In January, Bleckner traveled to Gulu in Northern Uganda on an official mission for the United Nations Office on Drugs and Crime (UNODC). In Gulu, he did art therapy with 25 young people, now aged 13 to 21, who had been kidnapped as children — some as young as 9 — and forced to fight for Joseph Kony, the guerrilla leader of the Lord’s Resistance Army, or work as sex slaves. The International Criminal Court has issued an arrest warrant for Kony for his role in the “brutalization of civilians,” including murder, abduction, sexual enslavement, and mutilation. In recent years, Northern Uganda has been plagued by scores of rebel groups that abduct and recruit thousands of children to fight against the Ugandan army and civilian communities.

Although Bleckner is used to teaching – he is a professor of studio art at New York University – it was a shock to him to work with kids who had never even seen paint and didn’t know that yellow and blue, when mixed, make green. More surprising was that many of the children repeatedly drew Kony with an orange face. “They’re still scared of him,” he said. “But the amazing thing is that when you see these kids, they’re incredibly gentle and open. Once they trusted me, they were really ready to move forward and actually express their appreciation for their lives.”

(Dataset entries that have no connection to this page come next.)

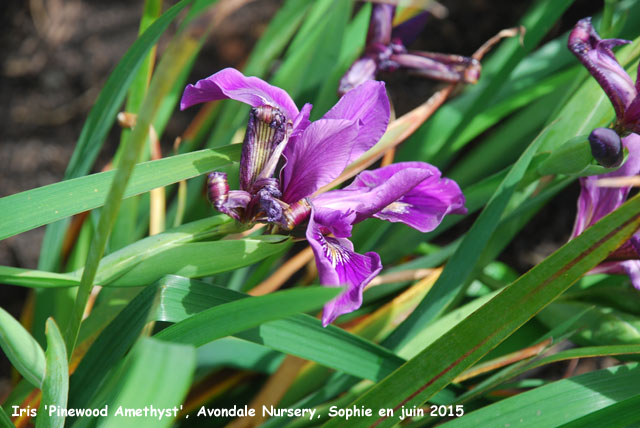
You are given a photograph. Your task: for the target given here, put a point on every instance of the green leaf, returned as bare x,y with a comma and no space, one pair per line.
55,386
200,259
239,354
155,374
588,107
234,317
119,262
560,402
624,413
352,43
28,210
271,44
437,365
22,350
431,142
110,346
569,158
300,335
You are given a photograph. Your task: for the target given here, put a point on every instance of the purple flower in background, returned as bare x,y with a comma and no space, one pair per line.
310,155
385,51
596,55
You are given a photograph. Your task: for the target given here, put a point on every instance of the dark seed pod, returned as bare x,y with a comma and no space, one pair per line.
217,189
606,147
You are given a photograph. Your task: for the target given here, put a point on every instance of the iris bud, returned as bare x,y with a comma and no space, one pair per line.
606,147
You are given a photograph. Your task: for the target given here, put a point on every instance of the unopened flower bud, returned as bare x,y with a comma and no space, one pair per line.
606,147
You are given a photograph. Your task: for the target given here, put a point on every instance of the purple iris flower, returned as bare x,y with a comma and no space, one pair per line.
595,201
286,159
596,55
386,51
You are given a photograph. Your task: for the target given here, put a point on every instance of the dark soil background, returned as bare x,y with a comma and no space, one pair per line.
57,54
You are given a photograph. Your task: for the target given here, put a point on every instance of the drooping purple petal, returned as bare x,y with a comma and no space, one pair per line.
367,104
380,25
361,70
317,157
230,83
596,55
594,201
409,192
408,31
338,265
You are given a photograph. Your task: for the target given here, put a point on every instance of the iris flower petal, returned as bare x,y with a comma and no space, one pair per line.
594,201
230,83
367,104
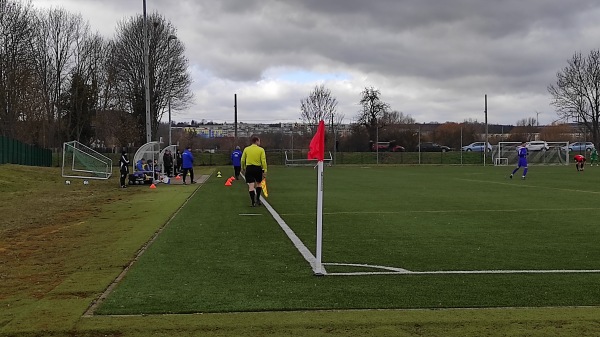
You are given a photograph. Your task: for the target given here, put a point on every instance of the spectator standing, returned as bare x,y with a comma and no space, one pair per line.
123,168
594,157
236,160
188,164
579,161
168,162
522,153
178,161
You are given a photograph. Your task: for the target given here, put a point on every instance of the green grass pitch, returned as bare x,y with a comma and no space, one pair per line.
221,255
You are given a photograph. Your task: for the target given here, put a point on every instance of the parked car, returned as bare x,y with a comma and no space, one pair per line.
537,145
477,147
581,146
432,147
387,146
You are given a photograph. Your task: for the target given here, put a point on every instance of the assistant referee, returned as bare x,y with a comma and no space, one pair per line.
254,166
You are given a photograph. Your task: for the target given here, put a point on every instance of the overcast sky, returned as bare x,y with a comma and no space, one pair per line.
431,59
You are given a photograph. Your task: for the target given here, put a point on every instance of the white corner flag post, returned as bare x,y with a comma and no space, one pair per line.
319,267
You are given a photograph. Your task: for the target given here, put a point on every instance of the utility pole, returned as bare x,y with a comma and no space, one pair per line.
486,132
147,78
235,118
171,37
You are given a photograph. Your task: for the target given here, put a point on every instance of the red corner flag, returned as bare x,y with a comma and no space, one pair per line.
317,144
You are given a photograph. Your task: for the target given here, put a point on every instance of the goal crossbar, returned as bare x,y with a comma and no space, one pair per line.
306,162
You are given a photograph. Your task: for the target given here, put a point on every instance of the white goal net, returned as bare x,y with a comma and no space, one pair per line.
80,161
556,153
290,161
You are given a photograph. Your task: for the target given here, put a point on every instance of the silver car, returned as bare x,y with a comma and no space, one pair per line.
537,145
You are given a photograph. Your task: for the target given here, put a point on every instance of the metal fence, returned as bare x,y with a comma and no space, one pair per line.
13,151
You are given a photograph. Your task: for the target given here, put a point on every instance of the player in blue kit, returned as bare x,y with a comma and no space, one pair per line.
522,153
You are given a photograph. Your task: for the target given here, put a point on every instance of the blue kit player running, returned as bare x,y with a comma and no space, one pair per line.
522,153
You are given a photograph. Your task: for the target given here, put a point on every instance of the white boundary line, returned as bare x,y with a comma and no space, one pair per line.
310,258
401,271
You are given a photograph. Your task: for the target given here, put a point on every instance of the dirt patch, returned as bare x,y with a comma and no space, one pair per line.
44,223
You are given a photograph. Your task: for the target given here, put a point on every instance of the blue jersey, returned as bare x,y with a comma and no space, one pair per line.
236,158
188,159
522,152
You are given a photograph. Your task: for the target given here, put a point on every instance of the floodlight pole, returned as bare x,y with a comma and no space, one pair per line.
377,139
147,78
486,132
171,37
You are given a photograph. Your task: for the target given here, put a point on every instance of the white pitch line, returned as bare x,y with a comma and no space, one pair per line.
521,185
308,256
465,272
402,271
455,211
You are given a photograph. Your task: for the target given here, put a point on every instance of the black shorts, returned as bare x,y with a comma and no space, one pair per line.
253,174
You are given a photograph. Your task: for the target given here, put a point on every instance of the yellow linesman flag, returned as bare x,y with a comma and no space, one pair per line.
263,184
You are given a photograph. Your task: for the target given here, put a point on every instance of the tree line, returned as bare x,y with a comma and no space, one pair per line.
60,81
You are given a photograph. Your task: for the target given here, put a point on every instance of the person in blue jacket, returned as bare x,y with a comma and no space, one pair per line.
236,160
187,164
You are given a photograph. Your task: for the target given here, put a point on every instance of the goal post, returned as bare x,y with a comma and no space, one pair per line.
80,161
557,153
306,162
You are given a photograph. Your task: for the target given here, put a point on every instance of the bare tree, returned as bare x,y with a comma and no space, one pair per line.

On May 12, the UNODC will appoint the 59-year-old Bleckner as a goodwill ambassador at an exhibition and ceremony titled “Welcome to Gulu.” Two hundred of the children’s paintings will be exhibited and sold at the benefit, with proceeds going to support child soldiers and abducted girls. Attendees are expected to include actor Nicolas Cage, hip-hop impresario Russell Simmons, designer Calvin Klein, and artists Ghada Amer, Chuck Close, Eric Fischl, and Jeff Koons.

Simone Monasebian, the chief of the UNODC’s New York office, told ARTINFO that she thought of Bleckner for the appointment after seeing his paintings of cancer and AIDS cells, which she says told the story of HIV “in an imaginative and beautiful way,” last year. “We wanted someone to bring that same imagination to human trafficking, to empower people to want to do something about it without turning them off,” she said. “We knew a painting, unlike music, needs no translation. It is immediately accessible to everyone.”

The United Nations estimates that human trafficking is a $32 billion-a-year business, with women and children the majority of the victims.

Funds to ship brushes, paint, and paper for the mission were provided by Eleanora Kennedy. Louise Blouin, publisher of Louise Blouin Media, ARTINFO's parent company, provided additional support in funding a documentary crew to film the mission.